House Republican leaders, apparently desperate to prevent any House vote on the emerging bipartisan Senate deal to end the crisis, have rolled out a new plan designed to reopen the government and lift the debt limit, but on their own terms. The House GOP plan would fund government until January 15th and lift the debt limit into early February, just as the Senate one does — but also require Dems accept significant changes to Obamacare, which they aren’t going to do.
Dem Rep. Chris Van Hollen, a key ally of the Dem leadership and White House, told House Democrats at a private meeting today that a vote for the new House GOP plan is a vote for a deliberate Tea Party effort to sabotage the emerging Senate deal.
In an interview with me, Van Hollen strongly suggested it will get no Democratic votes, which could call into question the ability of Republicans to pass this plan through the House, as some conservatives are already balking at it because it raises the debt limit
“This has no Democratic support,” Van Hollen told me. “It is a recipe for default. The Democratic leadership told the caucus that a vote for this is a vote for default and for keeping the government shut down. Democrats understood that this is exactly what this was.”
Van Hollen also ruled out the possibility of Dems accepting any middle ground between the House GOP plan and the Senate compromise — and again reiterated that anything that requires significant concessions from Dems under threat of default and economic havoc is a nonstarter. The House GOP plan includes a two year repeal of the medical device tax and the elimination of Obamacare subsidies for members of Congress and staff.
Pressed on whether Dems would accept any compromise between the two, Van Hollen said: “No. The message is, let the bipartisan Senate effort work. Don’t sabotage it. The whole purpose of the Tea Party caucus’ plan is to sabotage any bipartisan agreement.”
“Nobody gets anything for threatening to default on the debt and threatening the economy,” Van Hollen said.

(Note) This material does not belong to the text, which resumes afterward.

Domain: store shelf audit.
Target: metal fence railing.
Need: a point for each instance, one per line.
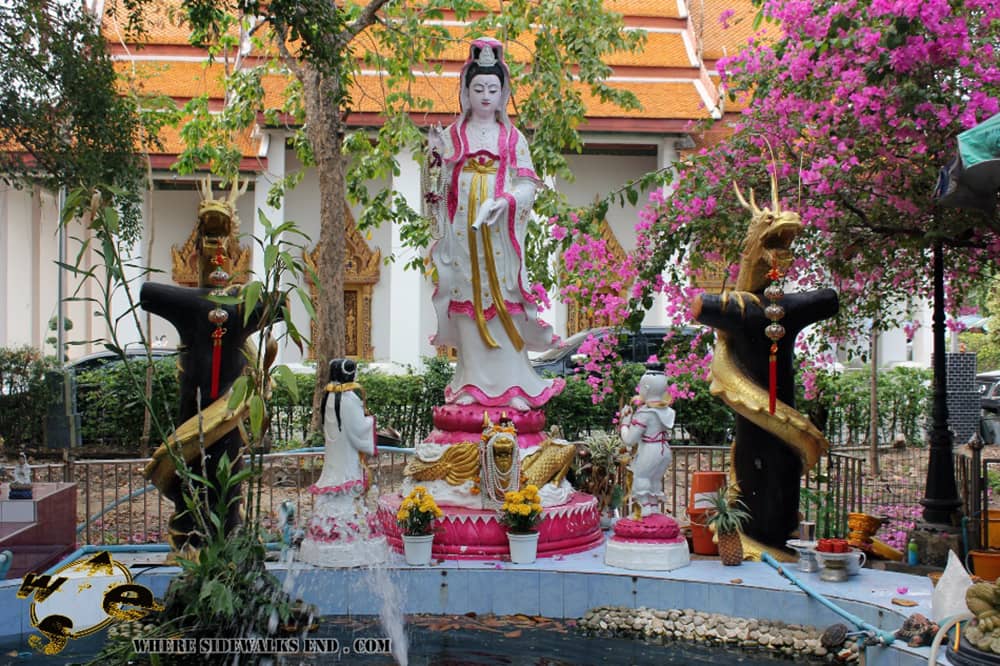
(116, 505)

And so, all signs remain that Dems are sticking with the bottom line they laid out at the outset of this battle. The House GOP plan was accompanied by a lot of bluster today, but it represents yet another climbdown off of previous House GOP positions, which will only encourage Dems to continue insisting that Republicans will get nothing meaningful in a context where they presume the threat of further harm to the country should give them unilateral leverage to extract unrelated concessions.
“The question from the beginning has been whether Speaker Boehner will stand up to the Tea Party faction,” Van Hollen said. “The question today is whether he will stand up to them now. This is a moment when level-headed voices in the House Republican caucus need to stand up. This is a moment of truth for Speaker Boehner.”
At the GOP leadership presser today, at which leaders introduced their latest plan, John Boehner notably did not rule out a House vote on the emerging Senate compromise. So one possible endgame here could be that Boehner might make one last, heroic stand for the Tea Party, perhaps passing the new House bill, which will promptly be rejected by the Senate. Then, having shown a willingness to take us right up to the brink of catastrophe, Boehner might then cave to the inevitable need to let something reopening the government and lifting the debt limit pass (the Senate compromise, or a version of it that includes a face-saver for Republicans) with a lot of Democratic votes, making the Tea Partiers very, very, very angry, and suffering the consequences.
That’s one way this could unfold, anyway.